County okays Delhi hydro project
Newspaper: Norfolk News
Date: Wednesday, November 27, 2013
Author: Katie Starr
First Published: Online at www.norfolknews.ca/news-story/4238408-council-okays-delhi-hydro-project/

An ancient idea will be applied to modern technology with the creation of a new micro-hydroelectric project at the Delhi Quance Dam that uses the “Archimedes’ screw” principle invented in the 3rd century B.C.

Norfolk council gave its approval to the plan on Tuesday and agreed to contribute nearly $25,000 towards the project led by local company GreenBug Energy Inc.

GreenBug CEO Tony Bouk likened the Archimedes’ screw method to an escalator where the weight of water falling through the screw turns the gear box and generator, producing electricity.

The device is used for transferring water from a low-lying body of water to irrigation ditches without having to manage water flows, council heard.

Bouk said what sets the ancient method apart from other hydroelectric systems is its small ecological footprint and minimal environmental impact.

Under the agreement, Norfolk County will have joint equity ownership of the project. The county will pay $24,085.40 in development costs in exchange for a 15 per cent economic interest in the project.

This means minimal risk for the county and a quicker payback on the initial investment when compared to taking full ownership, said public works general manager Eric D’Hondt.

GreenBug has already successfully commissioned the first Archimedes’ screw system in North America, on the Nanticoke Creek at Fletcher’s Horse World in Waterford. Bouk said there is potential for thousands of similar projects at sites across Canada. There is also significant interest in GreenBug’s system coming from Europe, he added.
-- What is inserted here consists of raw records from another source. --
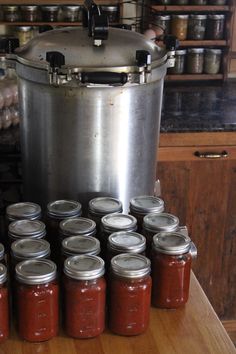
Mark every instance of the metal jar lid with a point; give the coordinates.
(2, 251)
(146, 204)
(27, 228)
(61, 209)
(172, 243)
(36, 271)
(77, 226)
(216, 17)
(3, 273)
(119, 222)
(76, 245)
(130, 265)
(160, 222)
(213, 51)
(130, 242)
(30, 248)
(198, 17)
(105, 205)
(25, 210)
(84, 267)
(196, 50)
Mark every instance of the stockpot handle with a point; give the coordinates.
(104, 78)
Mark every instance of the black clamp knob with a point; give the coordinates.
(143, 58)
(171, 42)
(55, 59)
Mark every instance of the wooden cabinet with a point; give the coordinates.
(202, 192)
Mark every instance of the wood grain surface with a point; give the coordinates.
(194, 329)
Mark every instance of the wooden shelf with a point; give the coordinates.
(192, 77)
(190, 8)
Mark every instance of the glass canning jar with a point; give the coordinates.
(26, 210)
(30, 13)
(37, 299)
(130, 294)
(215, 26)
(195, 60)
(180, 61)
(85, 296)
(11, 13)
(125, 242)
(197, 27)
(143, 205)
(112, 223)
(31, 229)
(212, 61)
(172, 254)
(4, 304)
(179, 26)
(101, 206)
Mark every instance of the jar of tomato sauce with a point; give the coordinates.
(37, 299)
(85, 296)
(77, 226)
(125, 242)
(56, 212)
(130, 294)
(172, 254)
(31, 229)
(154, 223)
(76, 245)
(112, 223)
(4, 304)
(101, 206)
(143, 205)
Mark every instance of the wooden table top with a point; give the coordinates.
(194, 329)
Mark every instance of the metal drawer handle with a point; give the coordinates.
(211, 155)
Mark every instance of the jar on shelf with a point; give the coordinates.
(212, 61)
(180, 61)
(31, 229)
(125, 242)
(101, 206)
(25, 210)
(84, 296)
(179, 26)
(24, 34)
(153, 223)
(197, 27)
(37, 299)
(215, 26)
(77, 245)
(195, 60)
(112, 12)
(143, 205)
(11, 13)
(71, 13)
(4, 304)
(130, 294)
(77, 226)
(112, 223)
(29, 249)
(30, 13)
(50, 13)
(172, 255)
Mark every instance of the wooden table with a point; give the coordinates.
(194, 329)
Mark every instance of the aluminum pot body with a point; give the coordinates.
(83, 142)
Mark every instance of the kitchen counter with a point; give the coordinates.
(194, 329)
(199, 108)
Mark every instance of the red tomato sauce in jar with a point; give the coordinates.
(171, 268)
(37, 300)
(85, 296)
(130, 294)
(4, 305)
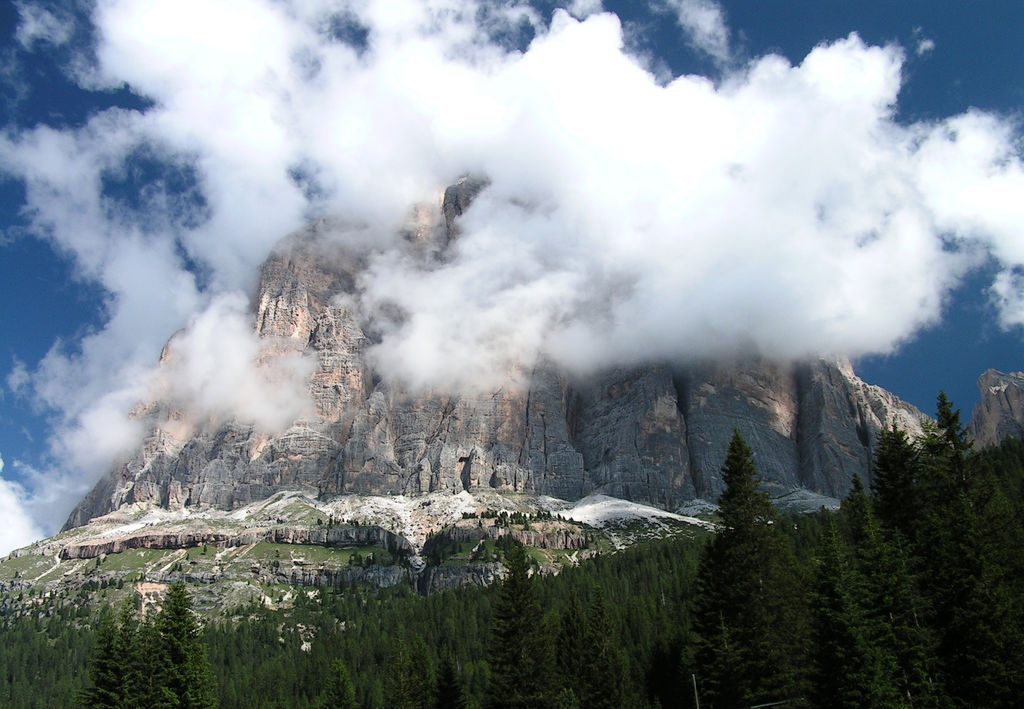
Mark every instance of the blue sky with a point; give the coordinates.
(152, 157)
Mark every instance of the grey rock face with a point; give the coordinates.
(655, 433)
(999, 414)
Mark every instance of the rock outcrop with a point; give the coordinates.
(655, 433)
(999, 414)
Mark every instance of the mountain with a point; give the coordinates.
(654, 433)
(999, 414)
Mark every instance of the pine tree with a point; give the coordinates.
(852, 668)
(107, 691)
(339, 693)
(569, 647)
(893, 606)
(750, 614)
(603, 670)
(518, 658)
(896, 471)
(450, 694)
(187, 680)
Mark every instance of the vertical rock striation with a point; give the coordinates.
(655, 433)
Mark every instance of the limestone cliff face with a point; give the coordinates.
(655, 433)
(999, 414)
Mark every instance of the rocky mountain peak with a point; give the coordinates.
(654, 433)
(999, 414)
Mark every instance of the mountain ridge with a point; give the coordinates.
(653, 433)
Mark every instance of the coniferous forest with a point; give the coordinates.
(910, 595)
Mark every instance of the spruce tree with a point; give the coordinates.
(339, 692)
(450, 694)
(896, 471)
(187, 681)
(603, 670)
(107, 690)
(853, 667)
(518, 658)
(750, 612)
(569, 647)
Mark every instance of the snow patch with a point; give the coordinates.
(600, 510)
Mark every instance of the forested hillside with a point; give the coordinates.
(909, 595)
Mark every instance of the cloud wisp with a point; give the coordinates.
(780, 209)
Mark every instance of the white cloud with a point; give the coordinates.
(780, 209)
(581, 9)
(40, 25)
(219, 367)
(18, 528)
(704, 23)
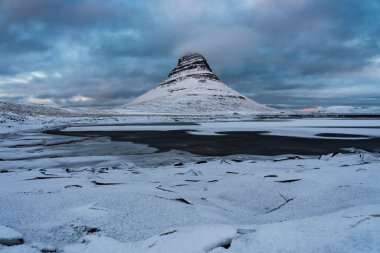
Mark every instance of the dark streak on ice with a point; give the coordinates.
(231, 143)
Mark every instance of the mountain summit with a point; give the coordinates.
(192, 88)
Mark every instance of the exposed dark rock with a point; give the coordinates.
(102, 183)
(288, 181)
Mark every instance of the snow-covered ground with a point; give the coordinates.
(61, 193)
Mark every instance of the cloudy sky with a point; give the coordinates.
(298, 53)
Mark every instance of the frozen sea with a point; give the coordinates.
(120, 185)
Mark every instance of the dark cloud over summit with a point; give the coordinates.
(103, 53)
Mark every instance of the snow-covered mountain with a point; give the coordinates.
(192, 88)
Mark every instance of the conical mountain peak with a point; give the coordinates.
(192, 88)
(192, 65)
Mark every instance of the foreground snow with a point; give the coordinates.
(279, 204)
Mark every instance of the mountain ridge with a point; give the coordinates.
(192, 88)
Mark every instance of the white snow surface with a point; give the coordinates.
(63, 198)
(9, 236)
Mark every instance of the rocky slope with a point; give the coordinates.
(192, 88)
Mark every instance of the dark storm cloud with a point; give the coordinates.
(102, 53)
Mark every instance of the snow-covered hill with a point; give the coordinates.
(192, 88)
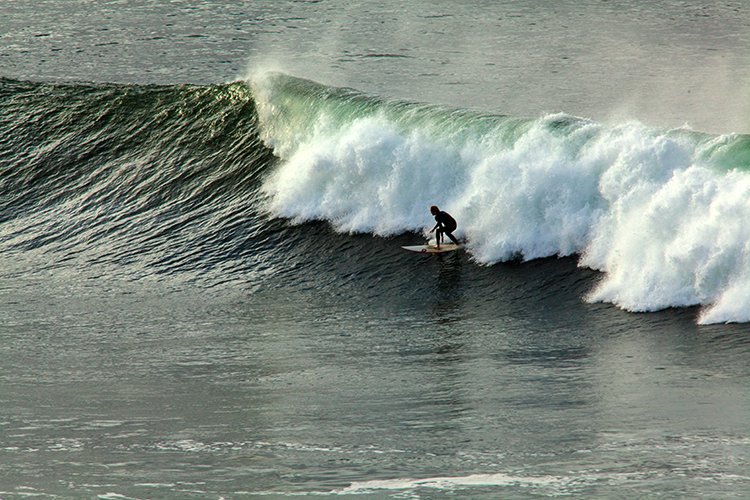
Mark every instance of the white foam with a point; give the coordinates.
(452, 483)
(666, 224)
“We want Norfolk to be our showroom, our demonstration,” Bouk said.

Coun. Jim Oliver said the historical significance of the project was a motivation behind council’s unanimous decision.
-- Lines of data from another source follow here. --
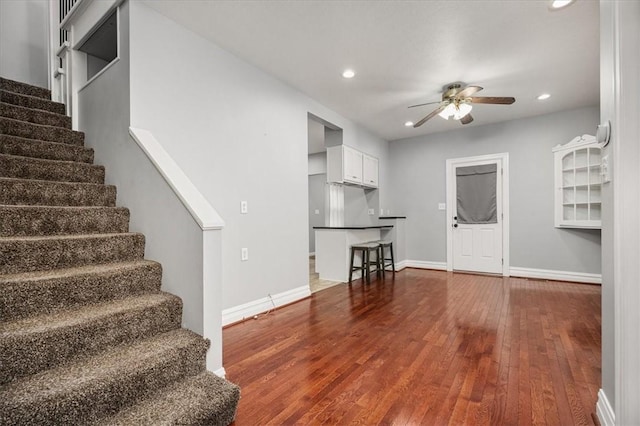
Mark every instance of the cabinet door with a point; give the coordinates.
(370, 171)
(352, 165)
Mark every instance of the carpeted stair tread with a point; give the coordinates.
(27, 254)
(49, 193)
(88, 389)
(24, 129)
(36, 116)
(14, 145)
(48, 220)
(24, 88)
(46, 292)
(33, 344)
(32, 102)
(205, 399)
(14, 166)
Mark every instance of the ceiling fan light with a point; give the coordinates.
(448, 111)
(462, 110)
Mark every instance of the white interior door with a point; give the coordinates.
(476, 214)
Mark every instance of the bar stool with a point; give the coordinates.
(365, 250)
(386, 261)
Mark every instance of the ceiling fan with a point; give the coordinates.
(456, 102)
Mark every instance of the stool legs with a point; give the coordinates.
(353, 252)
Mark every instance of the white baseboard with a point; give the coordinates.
(422, 264)
(547, 274)
(604, 411)
(247, 310)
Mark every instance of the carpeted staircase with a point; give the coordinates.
(86, 335)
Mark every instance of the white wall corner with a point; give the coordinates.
(604, 411)
(220, 372)
(265, 304)
(547, 274)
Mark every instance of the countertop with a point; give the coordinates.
(351, 228)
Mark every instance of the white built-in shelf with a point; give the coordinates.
(578, 182)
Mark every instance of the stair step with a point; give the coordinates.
(205, 399)
(46, 292)
(14, 145)
(86, 390)
(28, 254)
(24, 129)
(24, 88)
(25, 221)
(49, 193)
(32, 102)
(36, 116)
(34, 344)
(13, 166)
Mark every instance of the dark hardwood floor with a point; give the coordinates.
(425, 348)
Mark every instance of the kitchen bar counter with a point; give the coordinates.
(333, 245)
(354, 227)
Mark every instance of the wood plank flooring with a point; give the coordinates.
(425, 348)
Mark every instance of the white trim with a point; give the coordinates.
(99, 73)
(422, 264)
(604, 411)
(265, 304)
(201, 211)
(547, 274)
(221, 372)
(503, 159)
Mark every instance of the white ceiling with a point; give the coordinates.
(405, 51)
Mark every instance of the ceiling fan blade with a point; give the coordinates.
(431, 115)
(428, 103)
(468, 91)
(466, 119)
(493, 100)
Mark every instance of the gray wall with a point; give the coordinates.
(172, 236)
(357, 202)
(418, 185)
(317, 184)
(24, 41)
(239, 134)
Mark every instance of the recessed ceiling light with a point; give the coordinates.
(559, 4)
(348, 73)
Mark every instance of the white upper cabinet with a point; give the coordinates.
(350, 166)
(578, 183)
(352, 171)
(369, 171)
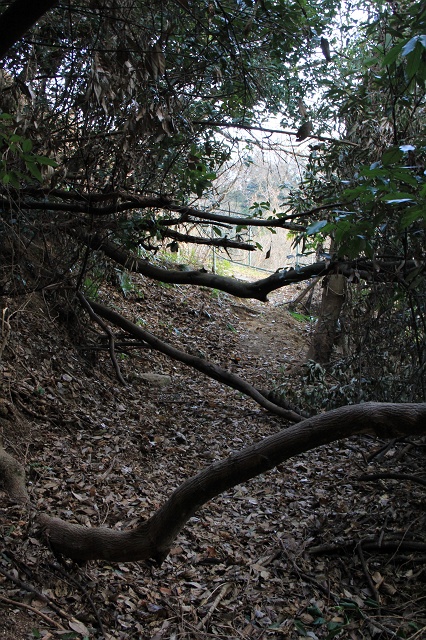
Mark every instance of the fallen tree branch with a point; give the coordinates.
(153, 538)
(211, 370)
(111, 339)
(258, 290)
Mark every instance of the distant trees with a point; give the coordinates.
(115, 121)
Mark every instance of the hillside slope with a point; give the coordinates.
(100, 453)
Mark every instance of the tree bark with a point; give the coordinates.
(209, 369)
(153, 538)
(12, 477)
(333, 298)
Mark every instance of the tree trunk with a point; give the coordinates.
(325, 331)
(153, 538)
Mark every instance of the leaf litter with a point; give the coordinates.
(101, 454)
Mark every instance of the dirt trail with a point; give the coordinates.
(99, 453)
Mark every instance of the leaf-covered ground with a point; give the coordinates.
(98, 453)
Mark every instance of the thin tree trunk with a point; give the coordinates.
(333, 298)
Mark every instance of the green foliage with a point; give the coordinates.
(18, 164)
(379, 181)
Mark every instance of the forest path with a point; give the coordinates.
(100, 453)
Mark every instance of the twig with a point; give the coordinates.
(23, 605)
(41, 596)
(391, 476)
(107, 330)
(84, 591)
(325, 590)
(222, 593)
(369, 544)
(366, 572)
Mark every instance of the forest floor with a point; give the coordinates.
(100, 453)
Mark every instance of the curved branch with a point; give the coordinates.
(222, 243)
(134, 202)
(258, 290)
(211, 370)
(153, 538)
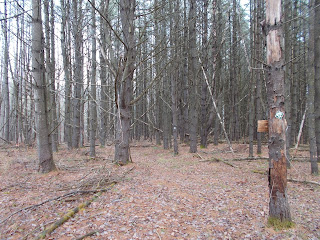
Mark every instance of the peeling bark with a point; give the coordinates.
(278, 205)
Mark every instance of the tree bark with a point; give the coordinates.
(66, 70)
(78, 72)
(278, 205)
(204, 91)
(317, 74)
(93, 107)
(54, 114)
(124, 86)
(6, 100)
(45, 157)
(193, 74)
(310, 95)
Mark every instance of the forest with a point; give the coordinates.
(160, 119)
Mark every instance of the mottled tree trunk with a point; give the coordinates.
(174, 76)
(104, 31)
(310, 95)
(124, 86)
(193, 77)
(45, 159)
(55, 123)
(278, 205)
(78, 72)
(204, 126)
(317, 74)
(93, 107)
(6, 102)
(66, 70)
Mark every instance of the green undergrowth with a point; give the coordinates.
(277, 224)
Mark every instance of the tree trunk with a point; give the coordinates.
(193, 74)
(204, 91)
(124, 86)
(45, 158)
(317, 74)
(78, 72)
(6, 100)
(55, 123)
(278, 205)
(310, 95)
(174, 77)
(93, 108)
(66, 70)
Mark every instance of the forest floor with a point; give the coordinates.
(158, 196)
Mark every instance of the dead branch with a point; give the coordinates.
(58, 198)
(249, 159)
(66, 217)
(218, 160)
(87, 235)
(303, 181)
(289, 179)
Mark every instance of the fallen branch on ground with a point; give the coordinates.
(289, 179)
(58, 198)
(66, 217)
(87, 235)
(249, 159)
(218, 160)
(303, 181)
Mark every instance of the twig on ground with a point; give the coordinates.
(158, 235)
(303, 181)
(249, 159)
(218, 160)
(66, 217)
(289, 179)
(87, 235)
(57, 198)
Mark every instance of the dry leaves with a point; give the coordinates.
(164, 197)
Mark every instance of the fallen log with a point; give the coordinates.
(218, 160)
(66, 217)
(289, 179)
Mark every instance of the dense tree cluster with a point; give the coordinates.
(189, 71)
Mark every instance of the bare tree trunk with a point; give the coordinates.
(184, 129)
(45, 158)
(124, 86)
(310, 96)
(204, 129)
(288, 76)
(174, 76)
(54, 129)
(6, 100)
(78, 72)
(193, 74)
(93, 107)
(317, 73)
(66, 70)
(104, 31)
(278, 205)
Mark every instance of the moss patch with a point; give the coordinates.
(277, 224)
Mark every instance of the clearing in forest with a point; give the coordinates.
(209, 195)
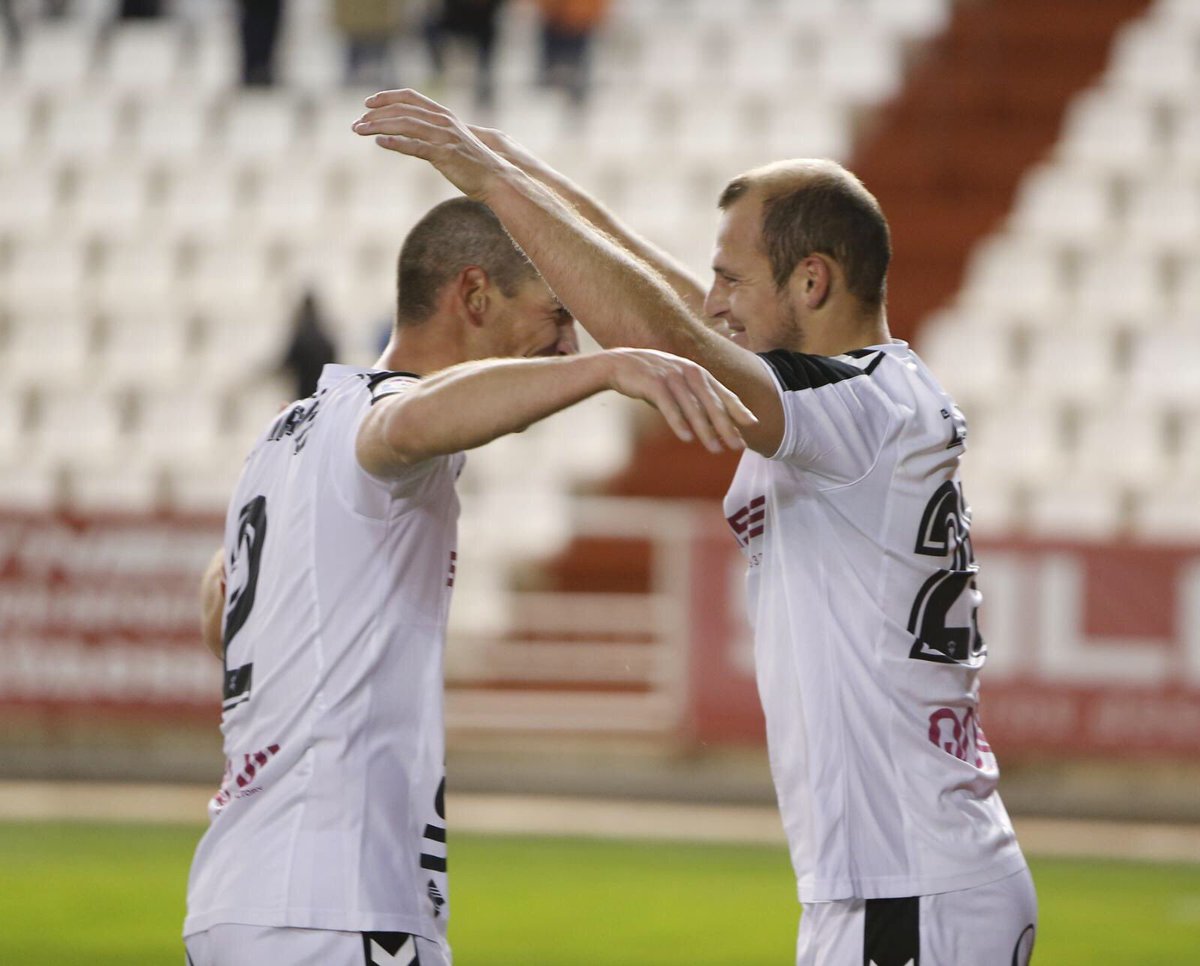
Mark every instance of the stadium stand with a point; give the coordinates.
(159, 232)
“We’re potentially entering into a first in North America in terms of applying an ancient technology to a modern situation,” he said.

“This is a new field with potential for other sites in Ontario and around the world, and wouldn’t that be a great thing for Norfolk County.”

The project is still a few years from completion. The next step will be for GreenBug to apply to the province’s renewable energy program, which pays a fixed price for electricity generated by green energy projects.

The company will then start a detailed project analysis, including a class environmental assessment of the Delhi site.